Orada insanlar inançları, dünya görüşleri, milletleri ve ülkeleri için her şeylerini, gerekirse canlarını da severek feda ederler.
Yaklaşık 150 yıldan beri ülkemizde inkarcı, emperyalist, materyalist ve sömürgeci Batı dünya görüşü, eğitim felsefesi, insan felsefesi ve epistemolojisine göre eğitim sistemimiz kurulmuş ve işlemektedir. Doğal olarak bu eğitim sisteminin yetiştirdiği insanların çok büyük bir çoğunluğu, batıcı/batı taklitçisi olarak yetiştirilmektedir. Eğer aile yapımız ve ‘biz’ duygusuyla hareket eden sosyal ve siyasal oluşumlar olmasaydı, bugün çok daha kötü durumda olabilirdik.
Onun için bizde, özgün eserler fazla üretilemez, genelde başkalarının, özellikle de Avrupalıların ürettikleri, gözü kapalı olarak alınır ve taklit edilir.
O yüzden kendimiz olamıyoruz, özgün olamıyoruz, o yüzden üretken olamıyoruz, o yüzden yerli ve milli olamıyoruz. Hatta o yüzden hainlerimiz çok fazla oluyor.
Bu bağlamda son olarak şunu arz edeyim ki,
* Ülkesinde kendi dünya görüşlerine göre eğitim felsefesi, insan felsefesi, epistemoloji, müfredat (eğitim programı), içerik, yöntem ve eğitimin diğer konularını düzenleyemeyenlerin, eğitim sistemlerine başkaları hakim olur. O zaman:
a- O ülkenin insan kaynakları, eğitimi, sanat, edebiyat, mimari, kültür ve yaşam biçimleri başta olmak üzere, bütün kaynakları başkalarının eline geçer.
b- Bir ülke, her şeyini kaybetse, kendi eğitim felsefesi, insan felsefesi, epistemolojisinden oluşan eğitim sistemiyle, uzunca bir süre mücadeleden sonra hepsini ve daha fazlasını geri alabilir.
c- Ancak eğitim sistemi (eğitim felsefesi, insan felsefesi, epistemolojisi) başkalarının eline geçmiş olan ülkeler, kısa bir süre içerisinde sanat, edebiyat, mimari, kültür ve yaşam biçimleri başta olmak üzere, her şeylerini kaybederler.
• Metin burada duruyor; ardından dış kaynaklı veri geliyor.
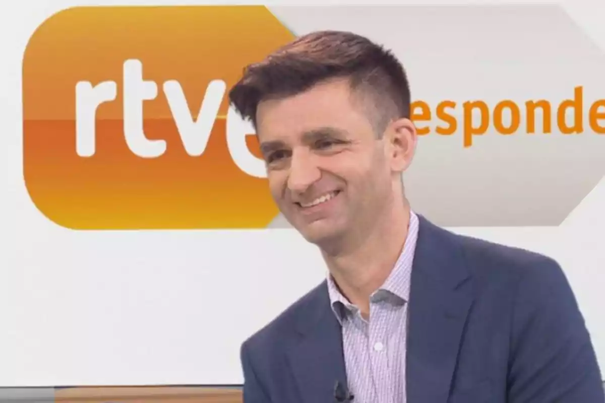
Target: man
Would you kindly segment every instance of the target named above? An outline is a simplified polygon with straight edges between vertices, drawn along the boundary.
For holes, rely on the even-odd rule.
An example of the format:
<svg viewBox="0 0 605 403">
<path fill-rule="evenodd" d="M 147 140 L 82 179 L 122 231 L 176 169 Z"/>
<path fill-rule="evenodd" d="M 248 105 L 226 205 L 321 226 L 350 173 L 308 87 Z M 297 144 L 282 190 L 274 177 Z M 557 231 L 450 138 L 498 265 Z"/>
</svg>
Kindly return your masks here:
<svg viewBox="0 0 605 403">
<path fill-rule="evenodd" d="M 229 95 L 275 202 L 329 272 L 243 344 L 245 403 L 605 401 L 557 263 L 410 208 L 401 178 L 417 133 L 390 52 L 313 33 L 249 66 Z"/>
</svg>

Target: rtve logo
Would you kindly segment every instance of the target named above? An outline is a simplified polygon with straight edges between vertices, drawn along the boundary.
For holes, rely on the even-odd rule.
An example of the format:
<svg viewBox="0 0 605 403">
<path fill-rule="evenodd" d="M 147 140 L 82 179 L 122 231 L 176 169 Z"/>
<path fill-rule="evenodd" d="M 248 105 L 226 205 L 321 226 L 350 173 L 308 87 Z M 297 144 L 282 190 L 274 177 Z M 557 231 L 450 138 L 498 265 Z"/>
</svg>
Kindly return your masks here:
<svg viewBox="0 0 605 403">
<path fill-rule="evenodd" d="M 23 60 L 34 203 L 71 228 L 266 227 L 278 211 L 252 128 L 226 91 L 293 37 L 262 6 L 54 15 Z"/>
</svg>

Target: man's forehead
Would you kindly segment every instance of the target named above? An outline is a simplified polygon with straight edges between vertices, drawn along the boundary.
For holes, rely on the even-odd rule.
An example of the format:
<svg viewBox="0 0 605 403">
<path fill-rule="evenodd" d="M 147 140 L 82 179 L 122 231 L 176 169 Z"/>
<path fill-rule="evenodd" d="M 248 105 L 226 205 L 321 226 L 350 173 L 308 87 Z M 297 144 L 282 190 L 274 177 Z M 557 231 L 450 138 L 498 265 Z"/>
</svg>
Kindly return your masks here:
<svg viewBox="0 0 605 403">
<path fill-rule="evenodd" d="M 274 138 L 263 139 L 259 136 L 261 150 L 266 150 L 278 147 L 292 146 L 296 144 L 310 144 L 318 140 L 328 138 L 342 138 L 350 135 L 345 129 L 335 126 L 319 126 L 302 131 L 288 135 Z"/>
</svg>

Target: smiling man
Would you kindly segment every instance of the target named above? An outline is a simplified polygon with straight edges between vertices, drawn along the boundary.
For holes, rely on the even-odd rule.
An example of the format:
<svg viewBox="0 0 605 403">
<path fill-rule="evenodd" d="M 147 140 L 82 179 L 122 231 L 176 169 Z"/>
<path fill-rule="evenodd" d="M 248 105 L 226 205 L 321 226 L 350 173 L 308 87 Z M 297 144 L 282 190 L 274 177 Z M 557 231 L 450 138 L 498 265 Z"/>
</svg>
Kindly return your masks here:
<svg viewBox="0 0 605 403">
<path fill-rule="evenodd" d="M 605 401 L 556 262 L 410 208 L 417 132 L 390 52 L 315 32 L 247 66 L 230 98 L 280 210 L 328 268 L 242 346 L 245 403 Z"/>
</svg>

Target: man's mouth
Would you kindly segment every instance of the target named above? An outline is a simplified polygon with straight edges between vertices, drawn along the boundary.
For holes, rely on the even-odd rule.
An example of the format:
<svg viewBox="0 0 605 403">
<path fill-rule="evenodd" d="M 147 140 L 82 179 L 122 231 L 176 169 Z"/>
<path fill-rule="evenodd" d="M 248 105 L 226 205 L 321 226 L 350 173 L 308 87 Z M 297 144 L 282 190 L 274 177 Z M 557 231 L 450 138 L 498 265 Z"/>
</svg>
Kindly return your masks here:
<svg viewBox="0 0 605 403">
<path fill-rule="evenodd" d="M 322 203 L 325 203 L 325 202 L 329 201 L 336 197 L 338 193 L 340 193 L 340 190 L 334 190 L 329 193 L 322 195 L 315 199 L 309 202 L 297 202 L 296 204 L 302 207 L 303 208 L 308 208 L 309 207 L 313 207 L 314 206 L 321 204 Z"/>
</svg>

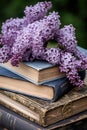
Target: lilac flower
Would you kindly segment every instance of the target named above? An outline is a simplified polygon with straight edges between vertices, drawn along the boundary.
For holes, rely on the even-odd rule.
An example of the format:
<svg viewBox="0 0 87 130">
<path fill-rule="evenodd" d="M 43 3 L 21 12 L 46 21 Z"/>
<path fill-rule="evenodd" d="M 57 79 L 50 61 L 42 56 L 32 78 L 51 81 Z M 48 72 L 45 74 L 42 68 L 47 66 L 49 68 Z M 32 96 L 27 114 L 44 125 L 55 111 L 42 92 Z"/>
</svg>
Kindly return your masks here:
<svg viewBox="0 0 87 130">
<path fill-rule="evenodd" d="M 41 57 L 44 44 L 54 38 L 60 26 L 58 13 L 51 13 L 43 20 L 33 22 L 18 33 L 17 38 L 12 46 L 12 60 L 15 60 L 15 55 L 23 57 L 27 49 L 31 48 L 31 55 L 35 59 Z M 41 51 L 40 51 L 41 49 Z M 37 54 L 37 52 L 39 52 Z M 28 51 L 29 53 L 29 51 Z M 14 58 L 13 58 L 14 57 Z M 16 57 L 17 58 L 17 57 Z M 14 60 L 13 60 L 14 59 Z"/>
<path fill-rule="evenodd" d="M 51 2 L 39 2 L 26 7 L 23 18 L 11 18 L 2 24 L 0 34 L 0 63 L 19 62 L 34 59 L 46 60 L 58 65 L 70 82 L 83 86 L 79 70 L 87 69 L 87 57 L 77 49 L 75 28 L 67 25 L 60 29 L 58 13 L 49 13 Z M 47 48 L 49 40 L 56 40 L 59 48 Z"/>
<path fill-rule="evenodd" d="M 4 45 L 0 48 L 0 63 L 7 62 L 10 59 L 10 47 Z"/>
<path fill-rule="evenodd" d="M 43 59 L 53 65 L 59 65 L 61 59 L 60 52 L 61 50 L 59 48 L 46 48 Z"/>
<path fill-rule="evenodd" d="M 43 19 L 47 14 L 48 10 L 51 9 L 51 2 L 38 2 L 34 6 L 27 6 L 24 10 L 25 16 L 28 23 L 33 23 L 34 21 Z"/>
<path fill-rule="evenodd" d="M 78 87 L 83 86 L 84 82 L 81 80 L 78 72 L 81 69 L 81 60 L 77 60 L 72 53 L 62 52 L 60 61 L 60 71 L 65 72 L 70 82 Z"/>
</svg>

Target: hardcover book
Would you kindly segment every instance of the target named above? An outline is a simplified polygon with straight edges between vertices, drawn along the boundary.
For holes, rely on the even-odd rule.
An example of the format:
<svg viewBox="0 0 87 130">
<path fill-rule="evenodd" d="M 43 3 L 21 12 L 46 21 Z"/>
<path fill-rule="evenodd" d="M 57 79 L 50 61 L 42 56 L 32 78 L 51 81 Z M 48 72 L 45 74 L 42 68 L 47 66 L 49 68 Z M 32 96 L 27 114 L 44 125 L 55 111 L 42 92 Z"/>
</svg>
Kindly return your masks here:
<svg viewBox="0 0 87 130">
<path fill-rule="evenodd" d="M 0 104 L 41 126 L 48 126 L 87 110 L 87 86 L 73 89 L 56 102 L 1 91 Z"/>
<path fill-rule="evenodd" d="M 85 71 L 81 71 L 80 76 L 84 79 Z M 69 83 L 66 77 L 49 81 L 42 85 L 36 85 L 11 71 L 0 67 L 0 90 L 7 90 L 53 102 L 57 101 L 73 87 L 74 86 Z"/>
<path fill-rule="evenodd" d="M 33 82 L 36 85 L 43 84 L 48 81 L 64 77 L 64 73 L 59 71 L 58 66 L 53 66 L 46 61 L 22 62 L 18 67 L 12 66 L 10 62 L 0 63 L 1 67 L 20 75 L 26 80 Z"/>
<path fill-rule="evenodd" d="M 87 130 L 87 111 L 42 127 L 0 105 L 0 130 Z"/>
<path fill-rule="evenodd" d="M 86 49 L 79 46 L 78 49 L 87 55 Z M 58 66 L 54 66 L 43 60 L 21 62 L 19 67 L 12 66 L 10 62 L 0 63 L 0 66 L 37 85 L 65 77 L 65 74 L 59 71 Z"/>
</svg>

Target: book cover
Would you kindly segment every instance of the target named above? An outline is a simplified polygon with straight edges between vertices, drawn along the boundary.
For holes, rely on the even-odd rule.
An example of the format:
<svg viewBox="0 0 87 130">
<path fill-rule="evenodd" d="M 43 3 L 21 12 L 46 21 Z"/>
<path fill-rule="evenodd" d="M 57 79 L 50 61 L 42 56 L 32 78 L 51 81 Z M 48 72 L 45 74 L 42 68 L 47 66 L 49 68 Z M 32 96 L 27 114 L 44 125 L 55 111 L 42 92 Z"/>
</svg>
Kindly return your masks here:
<svg viewBox="0 0 87 130">
<path fill-rule="evenodd" d="M 1 91 L 0 104 L 41 126 L 49 126 L 87 110 L 87 86 L 72 90 L 56 102 Z"/>
<path fill-rule="evenodd" d="M 56 80 L 64 77 L 65 75 L 59 71 L 58 66 L 53 66 L 52 64 L 41 60 L 22 62 L 19 63 L 18 67 L 12 66 L 10 62 L 0 63 L 0 66 L 36 85 L 41 85 L 45 82 Z"/>
<path fill-rule="evenodd" d="M 41 127 L 0 105 L 0 127 L 4 127 L 1 130 L 75 130 L 75 128 L 78 130 L 86 130 L 87 111 L 83 111 L 53 125 Z"/>
<path fill-rule="evenodd" d="M 85 71 L 81 71 L 80 76 L 81 78 L 84 78 Z M 7 90 L 54 102 L 70 91 L 73 87 L 74 86 L 69 83 L 66 77 L 46 82 L 42 85 L 35 85 L 19 75 L 0 67 L 0 90 Z"/>
<path fill-rule="evenodd" d="M 87 50 L 79 47 L 78 49 L 87 55 Z M 10 62 L 0 63 L 1 67 L 8 69 L 9 71 L 23 77 L 24 79 L 40 85 L 45 82 L 65 77 L 65 74 L 59 71 L 58 66 L 54 66 L 46 61 L 35 60 L 32 62 L 22 62 L 19 67 L 12 66 Z"/>
</svg>

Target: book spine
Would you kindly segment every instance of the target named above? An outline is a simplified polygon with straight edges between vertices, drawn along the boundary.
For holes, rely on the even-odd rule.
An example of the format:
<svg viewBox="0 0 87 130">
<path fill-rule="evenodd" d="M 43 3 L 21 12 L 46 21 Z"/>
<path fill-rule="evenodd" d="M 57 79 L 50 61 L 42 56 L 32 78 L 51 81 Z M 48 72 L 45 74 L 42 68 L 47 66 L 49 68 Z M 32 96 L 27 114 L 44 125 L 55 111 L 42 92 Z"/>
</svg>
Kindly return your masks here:
<svg viewBox="0 0 87 130">
<path fill-rule="evenodd" d="M 40 128 L 34 126 L 32 123 L 28 123 L 28 121 L 18 118 L 12 113 L 0 108 L 0 126 L 2 128 L 8 130 L 40 130 Z"/>
<path fill-rule="evenodd" d="M 36 113 L 37 115 L 39 115 L 39 120 L 34 119 L 33 117 L 29 117 L 29 115 L 27 116 L 26 114 L 23 114 L 23 112 L 21 113 L 20 111 L 18 111 L 16 108 L 13 108 L 12 106 L 9 106 L 8 103 L 5 103 L 3 101 L 1 101 L 1 104 L 3 106 L 5 106 L 6 108 L 9 108 L 10 110 L 22 115 L 23 117 L 31 120 L 32 122 L 38 123 L 41 126 L 44 126 L 45 123 L 45 113 L 46 111 L 44 111 L 43 109 L 41 109 L 41 107 L 39 106 L 38 103 L 35 103 L 32 99 L 12 93 L 12 92 L 8 92 L 8 91 L 0 91 L 0 93 L 6 95 L 7 97 L 9 97 L 10 99 L 12 99 L 13 101 L 18 102 L 19 104 L 22 104 L 23 106 L 29 108 L 29 110 L 31 110 L 31 112 Z"/>
</svg>

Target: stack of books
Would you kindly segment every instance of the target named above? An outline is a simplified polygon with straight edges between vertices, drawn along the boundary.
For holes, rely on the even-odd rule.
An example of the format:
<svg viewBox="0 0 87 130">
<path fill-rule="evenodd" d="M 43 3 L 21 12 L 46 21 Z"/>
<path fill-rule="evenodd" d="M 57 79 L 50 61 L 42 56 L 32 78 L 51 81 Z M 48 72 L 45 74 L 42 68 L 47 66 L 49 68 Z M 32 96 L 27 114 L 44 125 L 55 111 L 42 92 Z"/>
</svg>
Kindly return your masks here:
<svg viewBox="0 0 87 130">
<path fill-rule="evenodd" d="M 58 66 L 37 60 L 0 66 L 1 127 L 52 130 L 87 118 L 87 86 L 77 91 Z"/>
</svg>

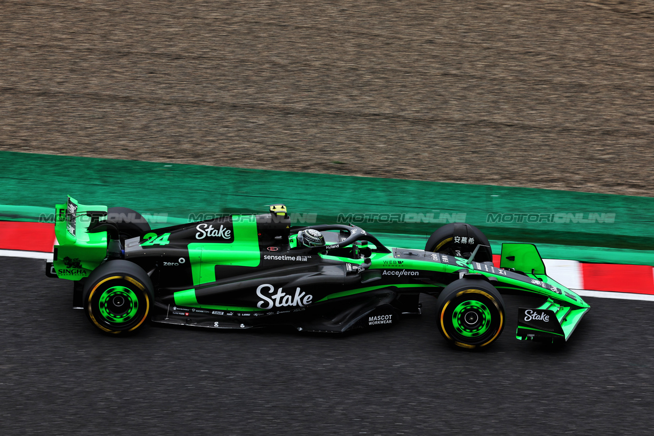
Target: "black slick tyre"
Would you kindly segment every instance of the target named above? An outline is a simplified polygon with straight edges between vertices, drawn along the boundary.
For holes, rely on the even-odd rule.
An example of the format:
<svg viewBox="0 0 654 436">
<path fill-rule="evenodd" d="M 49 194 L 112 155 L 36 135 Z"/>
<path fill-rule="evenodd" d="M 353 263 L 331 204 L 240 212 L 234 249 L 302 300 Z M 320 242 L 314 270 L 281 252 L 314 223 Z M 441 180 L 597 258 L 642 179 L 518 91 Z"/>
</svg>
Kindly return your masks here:
<svg viewBox="0 0 654 436">
<path fill-rule="evenodd" d="M 438 296 L 438 330 L 451 344 L 477 348 L 492 343 L 504 328 L 502 295 L 483 279 L 462 278 Z"/>
<path fill-rule="evenodd" d="M 152 305 L 152 283 L 141 267 L 111 260 L 96 268 L 84 284 L 86 317 L 101 331 L 128 335 L 141 328 Z"/>
<path fill-rule="evenodd" d="M 473 241 L 472 243 L 470 243 L 471 240 Z M 475 260 L 492 261 L 490 243 L 481 230 L 466 223 L 452 223 L 439 227 L 432 233 L 424 250 L 468 258 L 477 244 L 482 246 L 477 250 Z"/>
</svg>

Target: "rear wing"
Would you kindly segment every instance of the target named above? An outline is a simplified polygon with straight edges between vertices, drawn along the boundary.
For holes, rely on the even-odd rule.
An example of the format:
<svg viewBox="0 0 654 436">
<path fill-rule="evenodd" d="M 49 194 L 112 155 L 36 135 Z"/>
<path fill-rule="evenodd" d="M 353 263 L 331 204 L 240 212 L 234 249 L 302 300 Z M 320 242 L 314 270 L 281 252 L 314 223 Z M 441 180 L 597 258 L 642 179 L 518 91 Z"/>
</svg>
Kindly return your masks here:
<svg viewBox="0 0 654 436">
<path fill-rule="evenodd" d="M 106 206 L 80 204 L 68 196 L 63 205 L 55 205 L 54 234 L 57 245 L 52 258 L 53 272 L 60 278 L 86 277 L 107 257 L 107 232 L 88 233 L 94 220 L 89 212 L 104 212 Z"/>
</svg>

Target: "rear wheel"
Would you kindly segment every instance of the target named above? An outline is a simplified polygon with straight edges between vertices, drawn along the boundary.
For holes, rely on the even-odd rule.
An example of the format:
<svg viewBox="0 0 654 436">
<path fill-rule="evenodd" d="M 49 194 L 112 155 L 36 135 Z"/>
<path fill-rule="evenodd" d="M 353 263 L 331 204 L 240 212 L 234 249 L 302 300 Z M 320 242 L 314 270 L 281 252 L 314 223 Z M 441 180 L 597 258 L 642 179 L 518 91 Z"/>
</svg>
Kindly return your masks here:
<svg viewBox="0 0 654 436">
<path fill-rule="evenodd" d="M 112 260 L 95 269 L 84 286 L 84 312 L 89 321 L 107 333 L 135 331 L 147 319 L 152 284 L 148 275 L 126 260 Z"/>
<path fill-rule="evenodd" d="M 438 297 L 438 329 L 451 344 L 464 348 L 486 346 L 504 327 L 502 295 L 484 280 L 463 278 Z"/>
<path fill-rule="evenodd" d="M 475 260 L 492 261 L 490 243 L 481 230 L 466 223 L 453 223 L 445 224 L 432 233 L 424 250 L 468 258 L 478 244 L 482 246 L 475 255 Z"/>
</svg>

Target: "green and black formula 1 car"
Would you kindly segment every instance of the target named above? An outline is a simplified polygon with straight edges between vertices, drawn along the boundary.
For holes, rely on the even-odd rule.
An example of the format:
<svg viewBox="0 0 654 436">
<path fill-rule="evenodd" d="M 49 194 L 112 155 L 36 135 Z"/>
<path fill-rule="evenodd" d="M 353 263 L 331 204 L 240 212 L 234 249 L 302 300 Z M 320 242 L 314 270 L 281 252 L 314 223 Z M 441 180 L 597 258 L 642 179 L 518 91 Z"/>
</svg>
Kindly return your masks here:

Başkalaşmağa başlarlar.
Bugün Millet olarak şu gerçeklerle karşı karşıyayız:
Millet olarak biz, Batı’dan bağımsız ama onunla yarışacak, kendimize ait bir eğitim felsefesi, insan felsefesi ve epistemoloji geliştirip, kendi paradigmalarımızı oluşturamazsak,
Kendi paradigmalarımıza göre, dünya ile boy ölçüşecek şekilde yeniden bilimleri ve teknolojisini üretemez ve onunla eğitim sistemimizi kurup, Avrupa ile yarışamazsak,
1- Dün olduğu gibi, bugün ve gelecekte de Batı (Avrupa) İdeolojisinin bir yedeği, tutsağı ve onun bir uzantısı olarak kalmağa mahkum oluruz.
2- Eğitim sistemimizi Millileştirmemiz, hiç mümkün olamaz. Eğitimin yerli ve milli olmasıyla ilgili olarak söylenecek bütün sözler de boş sözler olmağa mahkûm olur.
3- Bizde ve dünyanın herhangi bir yerinde, İslam Medeniyetini kurma ve geliştirme düşüncesinin artık pek bir anlamı ve pratiği olamaz.
Zira temelinde, kendi perspektifinden üretilmiş epistemoloji ve onun desteğinde oluşturulmuş bilim ve teknoloji olursa, ancak bir medeniyet kurulur ve geliştirilir.